Prime Minister Jacinda Ardern has said there will be no loosening of the pandemic alert level 4 restrictions before the full four weeks is up. What happens then will depend on how our elimination strategy is going, with the possibility different parts of the country could be at different alert levels and have varying restrictions.
“New Zealand is certainly on the right track, and I believe the early closedown and going to stage 4 quickly was a very good move from the Government,” said Dr Kanji.
“I believe that hopefully we’ll be arresting this without the devastating loss of lives that are going to be seen – and are currently being seen – in nations such as Italy, Spain, and I think will be seen in the UK and the United States very soon.”
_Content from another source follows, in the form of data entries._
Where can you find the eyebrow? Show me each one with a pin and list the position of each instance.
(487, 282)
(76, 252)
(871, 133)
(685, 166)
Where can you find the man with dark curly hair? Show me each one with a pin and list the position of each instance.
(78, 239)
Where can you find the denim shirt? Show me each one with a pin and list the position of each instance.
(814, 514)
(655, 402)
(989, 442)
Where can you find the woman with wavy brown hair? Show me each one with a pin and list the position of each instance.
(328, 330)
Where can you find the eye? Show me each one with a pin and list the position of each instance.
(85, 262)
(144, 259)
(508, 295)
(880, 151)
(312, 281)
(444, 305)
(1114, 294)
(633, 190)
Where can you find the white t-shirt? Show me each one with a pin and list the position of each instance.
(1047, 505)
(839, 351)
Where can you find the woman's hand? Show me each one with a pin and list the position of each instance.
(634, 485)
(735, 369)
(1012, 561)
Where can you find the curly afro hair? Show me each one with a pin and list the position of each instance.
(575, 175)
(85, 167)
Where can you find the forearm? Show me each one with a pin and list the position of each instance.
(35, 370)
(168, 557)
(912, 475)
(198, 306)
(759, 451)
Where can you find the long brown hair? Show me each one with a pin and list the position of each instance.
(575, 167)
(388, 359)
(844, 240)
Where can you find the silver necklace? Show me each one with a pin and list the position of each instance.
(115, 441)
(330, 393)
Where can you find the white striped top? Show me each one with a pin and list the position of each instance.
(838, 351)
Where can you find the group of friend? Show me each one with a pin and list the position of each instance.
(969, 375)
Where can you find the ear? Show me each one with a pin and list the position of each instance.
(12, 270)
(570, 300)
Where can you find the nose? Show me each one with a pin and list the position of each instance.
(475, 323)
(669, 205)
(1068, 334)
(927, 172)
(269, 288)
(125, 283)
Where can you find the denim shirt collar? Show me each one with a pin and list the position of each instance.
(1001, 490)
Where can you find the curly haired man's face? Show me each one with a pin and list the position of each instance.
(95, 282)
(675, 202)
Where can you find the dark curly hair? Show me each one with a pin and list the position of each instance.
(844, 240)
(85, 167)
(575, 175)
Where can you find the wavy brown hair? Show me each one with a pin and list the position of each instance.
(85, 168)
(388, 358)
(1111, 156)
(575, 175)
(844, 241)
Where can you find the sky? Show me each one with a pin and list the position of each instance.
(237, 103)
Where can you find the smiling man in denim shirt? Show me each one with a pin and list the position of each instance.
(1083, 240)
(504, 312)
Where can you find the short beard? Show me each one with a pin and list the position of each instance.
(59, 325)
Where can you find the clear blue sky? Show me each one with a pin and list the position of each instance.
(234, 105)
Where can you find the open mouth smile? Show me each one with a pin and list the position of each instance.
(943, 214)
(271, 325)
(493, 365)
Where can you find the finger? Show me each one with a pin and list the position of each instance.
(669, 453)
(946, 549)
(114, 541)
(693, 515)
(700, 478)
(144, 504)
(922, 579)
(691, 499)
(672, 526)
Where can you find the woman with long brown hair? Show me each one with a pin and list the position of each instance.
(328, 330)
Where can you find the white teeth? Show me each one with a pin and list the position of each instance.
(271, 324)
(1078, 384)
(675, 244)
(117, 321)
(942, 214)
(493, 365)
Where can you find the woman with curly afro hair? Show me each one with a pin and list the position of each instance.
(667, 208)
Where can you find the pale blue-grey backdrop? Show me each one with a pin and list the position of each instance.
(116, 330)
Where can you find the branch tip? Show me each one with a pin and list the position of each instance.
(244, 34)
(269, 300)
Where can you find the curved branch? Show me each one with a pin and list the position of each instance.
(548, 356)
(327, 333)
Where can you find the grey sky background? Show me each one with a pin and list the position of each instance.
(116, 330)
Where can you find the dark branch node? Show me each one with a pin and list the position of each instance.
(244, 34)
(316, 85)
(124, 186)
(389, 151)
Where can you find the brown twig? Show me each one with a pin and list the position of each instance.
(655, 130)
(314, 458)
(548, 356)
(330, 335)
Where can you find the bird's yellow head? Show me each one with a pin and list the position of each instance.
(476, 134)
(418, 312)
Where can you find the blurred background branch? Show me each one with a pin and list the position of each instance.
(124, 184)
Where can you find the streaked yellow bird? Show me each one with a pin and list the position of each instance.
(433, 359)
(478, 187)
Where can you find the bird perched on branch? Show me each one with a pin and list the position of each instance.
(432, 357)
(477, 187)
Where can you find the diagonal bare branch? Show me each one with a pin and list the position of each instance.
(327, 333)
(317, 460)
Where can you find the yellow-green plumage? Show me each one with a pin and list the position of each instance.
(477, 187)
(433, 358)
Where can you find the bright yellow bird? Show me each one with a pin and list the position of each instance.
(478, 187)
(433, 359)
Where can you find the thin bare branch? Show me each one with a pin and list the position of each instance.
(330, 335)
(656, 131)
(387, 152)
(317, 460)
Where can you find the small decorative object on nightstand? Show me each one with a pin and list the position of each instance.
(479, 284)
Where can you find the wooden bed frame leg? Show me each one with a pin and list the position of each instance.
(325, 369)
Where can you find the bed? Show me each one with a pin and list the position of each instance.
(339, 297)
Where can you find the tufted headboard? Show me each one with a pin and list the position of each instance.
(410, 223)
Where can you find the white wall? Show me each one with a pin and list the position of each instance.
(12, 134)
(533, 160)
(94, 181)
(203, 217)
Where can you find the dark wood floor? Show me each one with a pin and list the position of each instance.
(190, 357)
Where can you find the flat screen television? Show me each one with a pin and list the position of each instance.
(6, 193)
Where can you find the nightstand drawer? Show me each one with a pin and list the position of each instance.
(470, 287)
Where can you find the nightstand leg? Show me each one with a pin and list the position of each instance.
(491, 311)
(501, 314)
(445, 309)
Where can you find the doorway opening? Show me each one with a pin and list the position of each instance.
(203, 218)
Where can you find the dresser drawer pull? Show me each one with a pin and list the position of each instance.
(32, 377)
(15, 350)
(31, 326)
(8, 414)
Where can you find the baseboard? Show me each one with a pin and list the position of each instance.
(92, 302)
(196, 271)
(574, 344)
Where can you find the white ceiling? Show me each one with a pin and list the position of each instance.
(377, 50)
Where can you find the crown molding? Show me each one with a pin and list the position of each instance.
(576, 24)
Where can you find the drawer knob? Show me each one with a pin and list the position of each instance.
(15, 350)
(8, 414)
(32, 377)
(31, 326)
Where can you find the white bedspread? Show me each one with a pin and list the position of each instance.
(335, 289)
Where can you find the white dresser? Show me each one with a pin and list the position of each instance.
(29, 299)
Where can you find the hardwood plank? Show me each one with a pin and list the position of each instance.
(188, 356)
“New Zealand is the only Western country which is pursuing a very explicit elimination goal – that’s to get rid of the virus in New Zealand,” said Dr Baker. “We know it works because it’s been done in China, it’s been done in other Asian countries. Strangely, the rest of the Western world doesn’t seem to have absorbed those lessons… It wouldn’t necessarily work everywhere, but any country which is controlling its borders – and that’s all countries which are islands – could do what New Zealand’s doing.”
The economic cost
ACT Party leader David Seymour has suggested the restrictions could be lifted early, citing among other things the devastating toll the lockdown is exacting on the economy.
“Every day that we are locked down people are losing money, they’re losing businesses, they’ve got mental health issues that are going to arise. Every day that we stay on lockdown matters.”
But both Dr Kanji and Dr Baker say the cost will be far greater if we don’t get rid of the virus first.
“Many countries are saying there’s a tradeoff between public health and the health of the economy. But actually, I think the way the pandemic’s going, the two actually go together very well,” said Dr Baker.
“If you can eliminate it, you can come out the other side in a moderate period of time – after one or two months, or maybe a bit longer. China is showing that.the alternative, what we’re seeing in most Western countries, is a very prolonged, difficult period where you initially try and dampen it down – mitigation – and then most countries have now gone into suppression mode, where you have lockdowns of varying levels of intensity that will have to go on for months while they wait for a vaccine.”
Dr Kanji says the “cost of hospitals and ventilators – and the cost of deaths – are far higher than the cost of quarantine”, not to mention how a rising death toll would affect the nation long-term.
“The loss of life will devastate the national psyche for generations to come in countries like Italy and Spain. Absolutely no doubt. It will be worse than losing the World Cup for rugby in New Zealand.”